Pablo Zavaglia, Agosto 2013




viernes, 6 de septiembre de 2013

Caramelos de durazno


En la sala amplia, atravesada por un tenue aroma a jazmín y una luz tibia que acentúa la calidez del piso de roble, como un susurro lejano se oye una Cantata de Bach.
En la pared beige del frente, una reproducción de Monet y en la lateral derecha cuelgan, en unos paneles de corcho, múltiples retratos fotográficos en los que la pose y la sonrisa son la constante de la serie.
La secretaria acomoda una pila de papeles y mira la computadora, tal vez está trabajando o jugando al candy crush.
Estoy cómodo en el sillón, me hundo en esa pana verde, tersa que me envuelve…podría dormir una siestecita.
-          ¿Qué caramelos compraste?
La pregunta intempestiva y el timbre que acaba de sonar en las antípodas de Bach me arrancan la posibilidad.
-          Los que me pediste, murmuro.
-          ¿Le preguntás, por favor, cuándo nos toca?
-          No seas impaciente, Mecha.
-          Pero entonces, ¿cómo se si tengo que comerlos ya?
-          Podés comer uno ahora y listo.
-          No, no es así.
Se me queda mirando, esperando.

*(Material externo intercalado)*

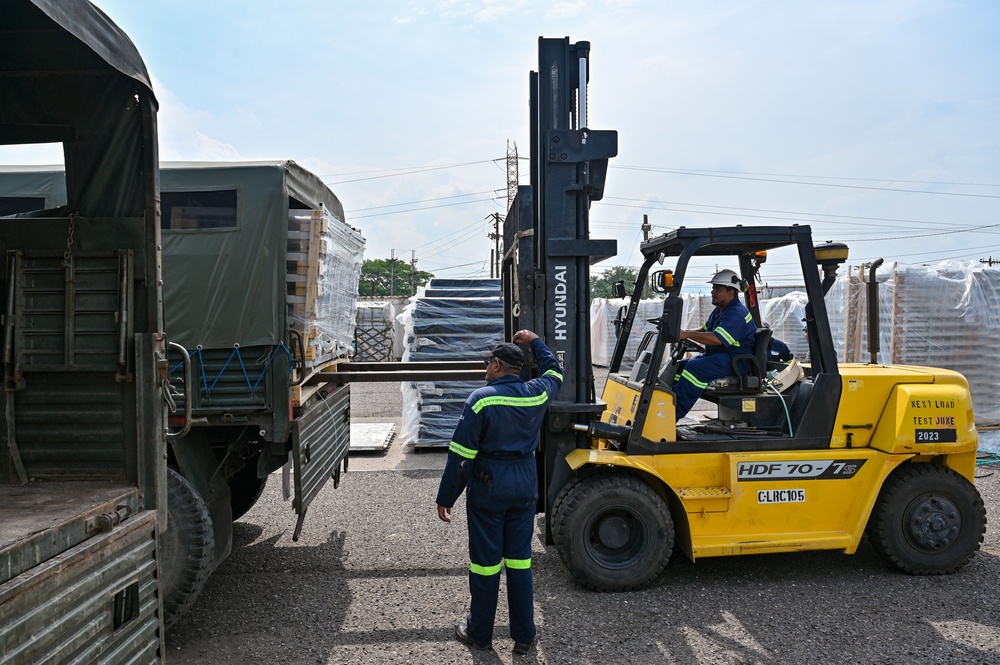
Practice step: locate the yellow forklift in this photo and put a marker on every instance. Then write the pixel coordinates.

No se si levantarme a preguntar, si tratar de calmarla o si directamente me como los caramelos yo.
Evalúo en unas décimas de segundos qué será lo menos costoso, qué facturas puedo evitar, las ajenas y las propias, porque uno también tiene sus principios y tampoco puedo estar de acá para allá como un perro faldero. Algo de faldero igual me reconozco…especialmente en estos últimos meses.
-          Sres. Santibáñez, dice en voz alta la secretaria, el doctor los hace pasar en unos momentos. Si quiere puede comer algo dulce, así se puede detectar mejor el movimiento.
Salvado, pensé.
Busco entre aliviado y triunfante los caramelos en la mochila.
Ella elige uno de durazno. Comienza a comerlo. Callada, mirándome con una seriedad penetrante, fija. Parecería que tiene la cara partida entre lo duro de los ojos y el movimiento de la boca.
Momento pendular: no se si quedarme callado o comentar alguna nota banal de la revista de decoración que está en el revistero, o alguna de las fotos del panel, tan contentos, tan iguales. Mejor me callo.
O le pregunto si quiere otro caramelo.
-¿Querés…?
- Pará…¡tocá!
Toma mi mano y veloz la posa en su panza. Puedo sentir los pequeños golpes, suaves, casi rítmicos.
Mecha ha dejado atrás la escisión facial y ahora sus ojos brillantes sonríen, como los míos.


Claudia, septiembre.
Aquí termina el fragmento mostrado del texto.